Does anyone out there know why the U.S. stock market is so bullish?
Yesterday, the Dow Jones Industrial Average (INDU) rose to its highest level ever — closing at 14,253.77 — erasing losses from the financial crisis after a four-year rally fueled by the fastest profit growth since the 1990s and monetary stimulus from the Federal Reserve.

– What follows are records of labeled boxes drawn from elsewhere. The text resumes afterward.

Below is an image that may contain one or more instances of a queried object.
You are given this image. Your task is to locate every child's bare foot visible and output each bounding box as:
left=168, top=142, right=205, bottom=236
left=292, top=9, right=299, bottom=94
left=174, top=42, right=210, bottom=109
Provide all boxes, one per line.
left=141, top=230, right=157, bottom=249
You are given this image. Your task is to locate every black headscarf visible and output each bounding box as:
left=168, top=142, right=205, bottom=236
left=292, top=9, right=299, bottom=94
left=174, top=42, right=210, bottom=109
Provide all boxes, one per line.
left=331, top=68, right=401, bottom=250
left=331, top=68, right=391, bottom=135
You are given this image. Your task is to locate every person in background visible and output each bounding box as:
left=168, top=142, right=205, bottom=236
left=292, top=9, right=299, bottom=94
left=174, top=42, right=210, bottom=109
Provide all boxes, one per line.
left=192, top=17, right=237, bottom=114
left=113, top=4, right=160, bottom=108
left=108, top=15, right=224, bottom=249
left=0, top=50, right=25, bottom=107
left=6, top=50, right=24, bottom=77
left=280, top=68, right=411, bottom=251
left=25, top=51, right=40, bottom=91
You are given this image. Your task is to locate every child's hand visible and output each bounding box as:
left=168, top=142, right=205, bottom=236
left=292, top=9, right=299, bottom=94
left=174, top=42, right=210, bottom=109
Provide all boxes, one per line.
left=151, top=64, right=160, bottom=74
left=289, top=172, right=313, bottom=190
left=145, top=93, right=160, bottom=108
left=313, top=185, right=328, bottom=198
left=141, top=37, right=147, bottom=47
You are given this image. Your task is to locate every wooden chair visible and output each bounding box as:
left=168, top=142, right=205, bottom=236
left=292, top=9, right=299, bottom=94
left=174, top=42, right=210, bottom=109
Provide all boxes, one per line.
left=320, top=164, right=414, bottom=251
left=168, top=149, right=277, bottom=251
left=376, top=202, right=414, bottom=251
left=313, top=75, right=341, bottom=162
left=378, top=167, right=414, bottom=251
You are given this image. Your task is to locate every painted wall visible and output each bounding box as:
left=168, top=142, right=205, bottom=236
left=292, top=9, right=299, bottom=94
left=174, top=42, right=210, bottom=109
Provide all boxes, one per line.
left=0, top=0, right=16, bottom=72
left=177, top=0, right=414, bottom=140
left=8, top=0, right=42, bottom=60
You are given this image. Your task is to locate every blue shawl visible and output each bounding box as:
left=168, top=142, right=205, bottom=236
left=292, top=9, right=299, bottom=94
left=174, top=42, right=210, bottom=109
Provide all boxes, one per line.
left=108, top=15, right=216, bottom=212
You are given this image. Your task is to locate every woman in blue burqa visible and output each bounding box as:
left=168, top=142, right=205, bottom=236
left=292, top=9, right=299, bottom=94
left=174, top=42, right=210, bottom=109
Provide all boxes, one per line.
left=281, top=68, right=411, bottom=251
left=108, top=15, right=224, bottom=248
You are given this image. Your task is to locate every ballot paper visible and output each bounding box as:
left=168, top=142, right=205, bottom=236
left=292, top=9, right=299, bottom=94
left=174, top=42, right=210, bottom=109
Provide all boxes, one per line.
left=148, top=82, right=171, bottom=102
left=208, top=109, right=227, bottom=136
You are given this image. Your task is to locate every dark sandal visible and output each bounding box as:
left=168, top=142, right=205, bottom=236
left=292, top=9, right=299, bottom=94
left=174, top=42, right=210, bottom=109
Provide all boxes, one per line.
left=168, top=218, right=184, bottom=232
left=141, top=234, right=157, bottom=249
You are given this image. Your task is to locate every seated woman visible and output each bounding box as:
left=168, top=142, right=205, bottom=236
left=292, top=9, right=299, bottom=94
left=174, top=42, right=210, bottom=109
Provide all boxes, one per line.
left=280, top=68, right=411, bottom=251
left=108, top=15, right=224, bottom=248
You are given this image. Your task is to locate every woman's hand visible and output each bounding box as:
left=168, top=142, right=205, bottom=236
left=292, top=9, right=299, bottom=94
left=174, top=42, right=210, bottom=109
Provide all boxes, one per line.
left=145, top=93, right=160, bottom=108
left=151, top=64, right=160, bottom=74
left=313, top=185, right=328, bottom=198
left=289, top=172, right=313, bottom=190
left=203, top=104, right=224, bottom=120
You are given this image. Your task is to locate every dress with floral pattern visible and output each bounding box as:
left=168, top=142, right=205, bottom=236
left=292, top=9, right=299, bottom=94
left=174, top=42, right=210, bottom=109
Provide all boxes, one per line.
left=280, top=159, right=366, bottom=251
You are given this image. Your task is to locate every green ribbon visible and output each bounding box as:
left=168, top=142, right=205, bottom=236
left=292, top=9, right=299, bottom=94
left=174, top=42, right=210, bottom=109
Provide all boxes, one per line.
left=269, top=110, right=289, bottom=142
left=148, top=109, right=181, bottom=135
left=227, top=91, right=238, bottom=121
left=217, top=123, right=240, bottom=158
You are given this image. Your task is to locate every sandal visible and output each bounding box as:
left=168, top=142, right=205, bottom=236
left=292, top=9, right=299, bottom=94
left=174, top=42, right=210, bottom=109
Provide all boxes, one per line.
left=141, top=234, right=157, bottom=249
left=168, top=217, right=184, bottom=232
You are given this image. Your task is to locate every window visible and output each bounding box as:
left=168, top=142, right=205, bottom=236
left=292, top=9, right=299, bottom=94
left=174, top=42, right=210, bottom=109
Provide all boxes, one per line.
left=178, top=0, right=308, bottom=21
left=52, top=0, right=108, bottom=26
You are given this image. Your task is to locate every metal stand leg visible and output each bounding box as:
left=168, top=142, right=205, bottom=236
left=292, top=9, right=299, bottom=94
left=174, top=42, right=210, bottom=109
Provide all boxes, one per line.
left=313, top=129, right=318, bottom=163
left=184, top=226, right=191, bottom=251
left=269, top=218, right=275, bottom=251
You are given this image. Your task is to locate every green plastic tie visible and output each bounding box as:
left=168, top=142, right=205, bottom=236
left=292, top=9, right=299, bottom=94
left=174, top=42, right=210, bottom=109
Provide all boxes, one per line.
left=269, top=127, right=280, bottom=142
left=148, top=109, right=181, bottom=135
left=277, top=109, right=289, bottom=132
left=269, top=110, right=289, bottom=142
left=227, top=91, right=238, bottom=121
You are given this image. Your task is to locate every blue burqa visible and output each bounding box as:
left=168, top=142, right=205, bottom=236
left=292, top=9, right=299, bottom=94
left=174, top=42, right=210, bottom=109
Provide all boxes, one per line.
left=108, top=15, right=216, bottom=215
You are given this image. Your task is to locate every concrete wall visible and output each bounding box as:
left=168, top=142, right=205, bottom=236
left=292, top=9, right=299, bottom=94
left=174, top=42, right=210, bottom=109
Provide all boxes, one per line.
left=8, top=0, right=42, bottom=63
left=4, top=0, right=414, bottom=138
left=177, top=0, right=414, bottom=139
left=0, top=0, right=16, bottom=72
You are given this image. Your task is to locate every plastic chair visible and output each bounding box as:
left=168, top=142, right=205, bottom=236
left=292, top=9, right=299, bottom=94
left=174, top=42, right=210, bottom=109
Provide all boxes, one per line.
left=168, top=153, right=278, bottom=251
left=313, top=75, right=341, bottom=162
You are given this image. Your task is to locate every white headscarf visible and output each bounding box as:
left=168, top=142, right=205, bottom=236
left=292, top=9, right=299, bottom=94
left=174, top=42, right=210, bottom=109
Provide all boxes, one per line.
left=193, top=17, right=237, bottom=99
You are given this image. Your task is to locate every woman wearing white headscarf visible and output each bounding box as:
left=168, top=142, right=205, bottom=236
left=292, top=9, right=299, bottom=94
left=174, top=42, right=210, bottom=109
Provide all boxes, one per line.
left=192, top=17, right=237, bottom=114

Jim Cramer, host of CNBC’s Mad Money, shows us how yesterday compares with October 11, 2007, the last time stocks were this high:
- Dow Jones Industrial Average: Then 14164.5; Now 14253.77
- Regular Gas Price: Then $2.75; Now $3.73
- GDP Growth: Then +2.5%; Now +1.6%
- Americans Unemployed (in Labor Force): Then 6.7 million; Now 13.2 million
- Americans On Food Stamps: Then 26.9 million; Now 47.69 million
- Size of Fed’s Balance Sheet: Then $0.89 trillion; Now $3.01 trillion
- US Debt as a Percentage of GDP: Then ~38%; Now 74.2%
- US Deficit (LTM): Then $97 billion; Now $975.6 billion
- Total US Debt Outstanding: Then $9.008 trillion; Now $16.43 trillion
- US Household Debt: Then $13.5 trillion; Now 12.87 trillion
- Labor Force Particpation Rate: Then 65.8%; Now 63.6%
- Consumer Confidence: Then 99.5; Now 69.6
- S&P Rating of the US: Then AAA; Now AA+
- VIX (market volatility index): Then 17.5%; Now 14%
- 10 Year Treasury Yield: Then 4.64%; Now 1.89%
- USDJPY (US dollar to Japanese yen): Then 117; Now 93
- EURUSD (Euro to US dollar): Then 1.4145; Now 1.3050
- Gold: Then $748; Now $1583
- NYSE Average LTM Volume (per day): Then 1.3 billion shares; Now 545 million shares
In other words, the fundamentals of the U.S. economy are in very poor shape. And yet the stock market is at a record high.
What goes irrationally up must come crashingly down. As Cramer puts it, “we all know it’s going to end badly, but in the meantime we can make some money.”
As long as you sell ahead of everyone else.